La morte non agisce in modo diverso dall’assenza. Il mostro alla cui comparsa il mio amore aveva tremato, l’oblio, aveva finito, secondo le mie previsioni, col divorarlo. Non solo la notizia che era viva non ridestò il mio amore, non solo mi consentì di constatare quanto fosse ormai avanzato il mio ritorno all’indifferenza, ma impresse istantaneamente a quest’ultimo un’accelerazione così brusca da farmi chiedere retrospettivamente a me stesso se, a suo tempo, la notizia opposta, quella della morte di Albertine, non avesse inversamente, perfezionando l’opera della sua fuga, esaltato il mio amore e ritardato il suo declino.

[…]

(…) il mio amore per Albertine non era stato che una forma passeggera della mia devozione alla giovinezza. Crediamo di amare una fanciulla e in lei non amiamo, ahimè!, che l’aurora di cui il suo volto riflette momentaneamente il rossore.
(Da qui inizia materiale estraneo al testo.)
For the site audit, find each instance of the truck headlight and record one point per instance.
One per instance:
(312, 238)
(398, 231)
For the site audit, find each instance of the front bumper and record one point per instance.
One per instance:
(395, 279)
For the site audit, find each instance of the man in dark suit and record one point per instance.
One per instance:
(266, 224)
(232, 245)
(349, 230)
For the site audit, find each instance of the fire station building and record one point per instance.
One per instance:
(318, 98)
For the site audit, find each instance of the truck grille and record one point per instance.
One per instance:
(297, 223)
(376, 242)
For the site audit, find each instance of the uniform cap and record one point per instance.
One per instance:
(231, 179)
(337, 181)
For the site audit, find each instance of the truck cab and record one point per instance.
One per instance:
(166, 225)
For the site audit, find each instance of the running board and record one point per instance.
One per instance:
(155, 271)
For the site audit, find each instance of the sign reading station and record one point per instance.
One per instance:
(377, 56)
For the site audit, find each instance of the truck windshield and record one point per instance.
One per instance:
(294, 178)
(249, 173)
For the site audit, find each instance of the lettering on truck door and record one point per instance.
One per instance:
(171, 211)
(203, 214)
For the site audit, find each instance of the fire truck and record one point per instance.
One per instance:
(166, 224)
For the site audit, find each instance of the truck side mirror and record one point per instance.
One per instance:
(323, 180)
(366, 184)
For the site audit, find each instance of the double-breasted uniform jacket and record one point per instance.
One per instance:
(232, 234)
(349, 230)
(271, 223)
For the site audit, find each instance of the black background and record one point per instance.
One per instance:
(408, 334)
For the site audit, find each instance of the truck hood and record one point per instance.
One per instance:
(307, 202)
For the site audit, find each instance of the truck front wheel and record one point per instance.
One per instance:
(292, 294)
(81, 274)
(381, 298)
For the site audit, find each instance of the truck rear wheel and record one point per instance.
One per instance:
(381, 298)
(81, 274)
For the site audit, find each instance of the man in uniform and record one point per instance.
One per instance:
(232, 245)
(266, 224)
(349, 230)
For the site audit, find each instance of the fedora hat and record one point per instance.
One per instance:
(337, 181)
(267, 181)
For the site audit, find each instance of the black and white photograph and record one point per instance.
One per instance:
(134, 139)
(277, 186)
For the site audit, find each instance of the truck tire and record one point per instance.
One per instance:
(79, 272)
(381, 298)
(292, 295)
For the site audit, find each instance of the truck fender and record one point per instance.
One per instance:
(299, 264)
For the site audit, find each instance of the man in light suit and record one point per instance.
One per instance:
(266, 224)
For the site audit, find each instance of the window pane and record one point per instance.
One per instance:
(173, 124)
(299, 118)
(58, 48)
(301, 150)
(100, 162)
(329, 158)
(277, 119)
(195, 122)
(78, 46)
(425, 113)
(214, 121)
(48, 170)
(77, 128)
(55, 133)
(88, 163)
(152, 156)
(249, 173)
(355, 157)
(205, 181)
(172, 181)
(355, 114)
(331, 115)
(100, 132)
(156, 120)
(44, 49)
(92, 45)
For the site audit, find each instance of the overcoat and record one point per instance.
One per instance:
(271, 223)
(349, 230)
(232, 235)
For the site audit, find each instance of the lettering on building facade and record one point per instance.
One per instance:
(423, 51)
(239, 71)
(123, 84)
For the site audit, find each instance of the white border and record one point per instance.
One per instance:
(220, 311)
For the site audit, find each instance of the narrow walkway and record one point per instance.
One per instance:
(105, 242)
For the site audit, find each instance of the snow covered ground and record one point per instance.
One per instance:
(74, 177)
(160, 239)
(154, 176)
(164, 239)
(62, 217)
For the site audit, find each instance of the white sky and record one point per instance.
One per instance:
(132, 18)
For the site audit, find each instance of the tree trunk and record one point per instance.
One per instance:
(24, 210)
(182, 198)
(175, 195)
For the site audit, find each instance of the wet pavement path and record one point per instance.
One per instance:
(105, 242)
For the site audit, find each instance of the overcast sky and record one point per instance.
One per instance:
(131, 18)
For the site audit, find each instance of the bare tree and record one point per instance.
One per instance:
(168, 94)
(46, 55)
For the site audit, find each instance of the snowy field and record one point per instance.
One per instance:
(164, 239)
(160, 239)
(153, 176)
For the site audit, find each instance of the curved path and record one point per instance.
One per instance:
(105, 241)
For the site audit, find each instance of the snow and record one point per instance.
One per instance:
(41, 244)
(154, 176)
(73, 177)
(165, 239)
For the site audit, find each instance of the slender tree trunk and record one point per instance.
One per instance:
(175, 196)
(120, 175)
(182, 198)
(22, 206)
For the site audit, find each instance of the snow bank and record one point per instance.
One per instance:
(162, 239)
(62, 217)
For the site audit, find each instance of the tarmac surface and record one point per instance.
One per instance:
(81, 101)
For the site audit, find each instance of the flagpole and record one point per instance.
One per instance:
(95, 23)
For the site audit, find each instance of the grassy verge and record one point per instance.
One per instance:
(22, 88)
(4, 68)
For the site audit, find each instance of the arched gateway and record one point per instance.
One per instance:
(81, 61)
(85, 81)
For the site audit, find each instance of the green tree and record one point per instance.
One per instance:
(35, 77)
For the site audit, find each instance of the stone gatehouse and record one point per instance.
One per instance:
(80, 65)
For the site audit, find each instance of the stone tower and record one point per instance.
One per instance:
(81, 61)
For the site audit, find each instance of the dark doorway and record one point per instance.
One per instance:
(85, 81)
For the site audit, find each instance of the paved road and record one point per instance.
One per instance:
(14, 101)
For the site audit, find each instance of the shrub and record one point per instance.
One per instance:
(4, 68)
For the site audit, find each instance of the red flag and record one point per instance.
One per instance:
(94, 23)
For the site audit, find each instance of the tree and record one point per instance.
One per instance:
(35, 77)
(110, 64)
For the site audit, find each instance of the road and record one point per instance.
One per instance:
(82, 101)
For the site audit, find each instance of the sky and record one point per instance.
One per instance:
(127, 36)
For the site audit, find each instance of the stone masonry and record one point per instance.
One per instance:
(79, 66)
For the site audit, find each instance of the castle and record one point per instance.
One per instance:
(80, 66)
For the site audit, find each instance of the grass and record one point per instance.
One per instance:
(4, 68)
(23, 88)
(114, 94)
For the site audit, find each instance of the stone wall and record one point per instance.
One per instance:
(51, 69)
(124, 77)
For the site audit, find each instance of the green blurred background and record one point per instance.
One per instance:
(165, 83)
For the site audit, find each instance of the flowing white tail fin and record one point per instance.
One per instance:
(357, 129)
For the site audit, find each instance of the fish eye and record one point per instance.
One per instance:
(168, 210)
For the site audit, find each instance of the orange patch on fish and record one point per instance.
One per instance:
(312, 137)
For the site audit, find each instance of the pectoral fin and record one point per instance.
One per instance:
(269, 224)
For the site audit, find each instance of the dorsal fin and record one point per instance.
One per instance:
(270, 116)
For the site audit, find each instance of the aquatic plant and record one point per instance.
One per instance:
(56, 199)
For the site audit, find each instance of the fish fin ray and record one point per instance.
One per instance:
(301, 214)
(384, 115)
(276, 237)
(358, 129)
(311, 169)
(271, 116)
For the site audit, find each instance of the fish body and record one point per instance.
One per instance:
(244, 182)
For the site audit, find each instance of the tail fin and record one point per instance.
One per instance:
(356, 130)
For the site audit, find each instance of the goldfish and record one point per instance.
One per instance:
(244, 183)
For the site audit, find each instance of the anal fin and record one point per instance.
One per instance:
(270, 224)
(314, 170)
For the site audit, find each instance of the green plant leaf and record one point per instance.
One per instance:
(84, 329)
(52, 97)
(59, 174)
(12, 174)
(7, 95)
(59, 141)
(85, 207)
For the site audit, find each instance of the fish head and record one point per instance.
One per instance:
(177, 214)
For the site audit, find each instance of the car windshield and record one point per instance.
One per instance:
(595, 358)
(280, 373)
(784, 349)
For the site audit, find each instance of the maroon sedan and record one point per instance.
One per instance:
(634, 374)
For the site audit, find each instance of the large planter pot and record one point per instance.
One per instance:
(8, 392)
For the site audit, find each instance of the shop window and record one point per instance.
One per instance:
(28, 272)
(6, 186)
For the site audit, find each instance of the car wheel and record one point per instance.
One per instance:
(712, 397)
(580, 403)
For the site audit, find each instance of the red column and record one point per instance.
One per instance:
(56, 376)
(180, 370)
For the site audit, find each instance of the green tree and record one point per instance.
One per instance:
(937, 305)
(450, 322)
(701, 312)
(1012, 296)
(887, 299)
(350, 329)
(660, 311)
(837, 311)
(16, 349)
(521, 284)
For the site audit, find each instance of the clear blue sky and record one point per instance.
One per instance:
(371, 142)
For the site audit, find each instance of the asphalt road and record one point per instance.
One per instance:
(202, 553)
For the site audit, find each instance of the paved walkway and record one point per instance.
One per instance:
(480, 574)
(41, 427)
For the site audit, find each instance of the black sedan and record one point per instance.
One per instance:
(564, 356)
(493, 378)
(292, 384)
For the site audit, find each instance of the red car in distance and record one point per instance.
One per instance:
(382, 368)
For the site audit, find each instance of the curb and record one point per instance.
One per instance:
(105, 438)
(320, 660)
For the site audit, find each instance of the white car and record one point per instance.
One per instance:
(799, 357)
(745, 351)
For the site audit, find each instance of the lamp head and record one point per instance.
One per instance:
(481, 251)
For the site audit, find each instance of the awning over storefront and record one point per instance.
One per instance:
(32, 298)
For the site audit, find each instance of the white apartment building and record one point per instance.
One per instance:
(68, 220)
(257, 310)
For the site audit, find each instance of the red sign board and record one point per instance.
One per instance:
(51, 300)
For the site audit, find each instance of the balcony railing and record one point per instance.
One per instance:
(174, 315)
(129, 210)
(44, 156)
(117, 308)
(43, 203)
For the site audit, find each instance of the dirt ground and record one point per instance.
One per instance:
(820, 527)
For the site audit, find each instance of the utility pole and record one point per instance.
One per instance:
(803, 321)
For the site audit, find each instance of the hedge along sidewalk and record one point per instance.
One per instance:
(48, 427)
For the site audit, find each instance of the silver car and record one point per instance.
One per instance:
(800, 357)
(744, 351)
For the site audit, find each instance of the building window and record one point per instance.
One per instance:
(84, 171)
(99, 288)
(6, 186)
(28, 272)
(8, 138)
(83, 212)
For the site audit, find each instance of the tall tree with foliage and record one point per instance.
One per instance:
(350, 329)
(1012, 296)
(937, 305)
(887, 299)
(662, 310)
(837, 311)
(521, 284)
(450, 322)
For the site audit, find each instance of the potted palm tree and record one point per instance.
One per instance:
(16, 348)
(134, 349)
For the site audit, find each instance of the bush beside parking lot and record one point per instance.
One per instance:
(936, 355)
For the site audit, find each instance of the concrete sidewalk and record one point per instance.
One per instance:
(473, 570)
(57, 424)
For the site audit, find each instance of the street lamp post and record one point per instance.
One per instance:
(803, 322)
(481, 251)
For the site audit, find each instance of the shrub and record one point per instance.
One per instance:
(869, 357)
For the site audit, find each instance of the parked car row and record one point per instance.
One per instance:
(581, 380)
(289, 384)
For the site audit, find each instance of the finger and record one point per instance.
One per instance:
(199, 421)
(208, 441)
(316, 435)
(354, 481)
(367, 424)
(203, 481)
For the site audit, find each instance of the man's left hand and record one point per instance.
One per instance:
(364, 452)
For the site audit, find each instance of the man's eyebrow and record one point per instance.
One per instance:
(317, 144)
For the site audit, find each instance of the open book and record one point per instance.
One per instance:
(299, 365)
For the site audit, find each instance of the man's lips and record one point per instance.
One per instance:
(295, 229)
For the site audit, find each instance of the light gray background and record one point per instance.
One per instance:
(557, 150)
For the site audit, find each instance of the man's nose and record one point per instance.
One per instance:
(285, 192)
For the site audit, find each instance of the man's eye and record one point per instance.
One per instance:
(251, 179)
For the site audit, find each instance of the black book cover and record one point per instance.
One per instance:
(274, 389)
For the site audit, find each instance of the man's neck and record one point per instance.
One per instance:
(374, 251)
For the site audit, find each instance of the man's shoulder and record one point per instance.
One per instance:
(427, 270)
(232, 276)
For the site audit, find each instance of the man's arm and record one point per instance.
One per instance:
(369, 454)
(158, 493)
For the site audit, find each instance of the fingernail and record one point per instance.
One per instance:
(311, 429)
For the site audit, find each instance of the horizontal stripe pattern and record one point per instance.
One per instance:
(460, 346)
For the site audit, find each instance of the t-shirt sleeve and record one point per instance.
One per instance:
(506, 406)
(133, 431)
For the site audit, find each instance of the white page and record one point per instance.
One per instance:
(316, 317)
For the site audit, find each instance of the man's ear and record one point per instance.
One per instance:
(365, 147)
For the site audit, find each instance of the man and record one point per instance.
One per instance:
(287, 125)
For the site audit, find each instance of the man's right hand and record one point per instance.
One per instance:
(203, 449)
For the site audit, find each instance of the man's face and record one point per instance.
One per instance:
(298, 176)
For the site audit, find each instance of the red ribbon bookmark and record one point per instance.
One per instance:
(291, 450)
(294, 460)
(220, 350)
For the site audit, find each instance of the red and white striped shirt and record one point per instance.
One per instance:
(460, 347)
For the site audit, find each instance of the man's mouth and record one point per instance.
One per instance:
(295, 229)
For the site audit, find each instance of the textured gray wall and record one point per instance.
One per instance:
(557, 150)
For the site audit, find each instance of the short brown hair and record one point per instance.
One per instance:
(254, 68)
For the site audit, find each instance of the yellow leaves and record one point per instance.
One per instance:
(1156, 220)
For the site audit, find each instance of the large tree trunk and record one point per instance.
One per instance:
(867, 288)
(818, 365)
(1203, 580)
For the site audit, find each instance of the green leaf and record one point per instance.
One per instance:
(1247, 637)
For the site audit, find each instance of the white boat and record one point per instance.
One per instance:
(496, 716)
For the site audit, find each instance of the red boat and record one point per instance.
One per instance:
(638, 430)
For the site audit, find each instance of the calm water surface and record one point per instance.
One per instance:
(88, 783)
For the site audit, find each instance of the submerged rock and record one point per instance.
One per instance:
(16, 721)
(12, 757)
Marcel Proust, Albertine scomparsa III

Traduzione di G. Raboni per i Meridiani Mondadori

 

Il telegramma di Albertine

AMICO MIO, AVETE MANDATO IL VOSTRO AMICO SAINT-LOUP DA MIA ZIA: UNA VERA INSENSATEZZA. MIO CARO, SE AVEVATE BISOGNO DI ME, PERCHÉ  NON SCRIVERMI DIRETTAMENTE? SAREI STATA FELICISSIMA DI TORNARE. NON PRENDETE PIÚ INIZIATIVE COSÍ ASSURDE. “Sarei stata felicissima di tornare!” Se diceva così, allora era segno che rimpiangeva d’essersene andata, che cercava solo un pretesto per tornare. Dunque bastava che facessi come diceva, che le scrivessi che avevo bisogno di lei, e lei sarebbe tornata. Stavo dunque per rivederla, lei, l’Albertine di Balbec (lo era infatti ridiventata, per me, dal momento in cui se n’era andata. Come una conchiglia alla quale non facciamo più caso quando è sempre lì sul nostro cassettone e poi, una volta che ce ne siamo separati per regalarla o per averla perduta, ci pensiamo come non ci era più accaduto, Albertine mi ricordava tutta la lieta bellezza delle azzurre montagne del mare).*

Marcel Proust, Albertine scomparsa I

Traduzione di G. Raboni per i Meridiani Mondadori

*Si avverte già un ricordo della Phèdre di Racine, ampiamente citata più avanti: “Ed ecco sul dorso della liquida pianura ergersi come un’umida, ribollente montagna. L’onda s’appressa, si rompe, e sotto i nostri occhi vomita, tra fiotti di schiuma, un mostro furibondo”, trad. di Giovanni Raboni.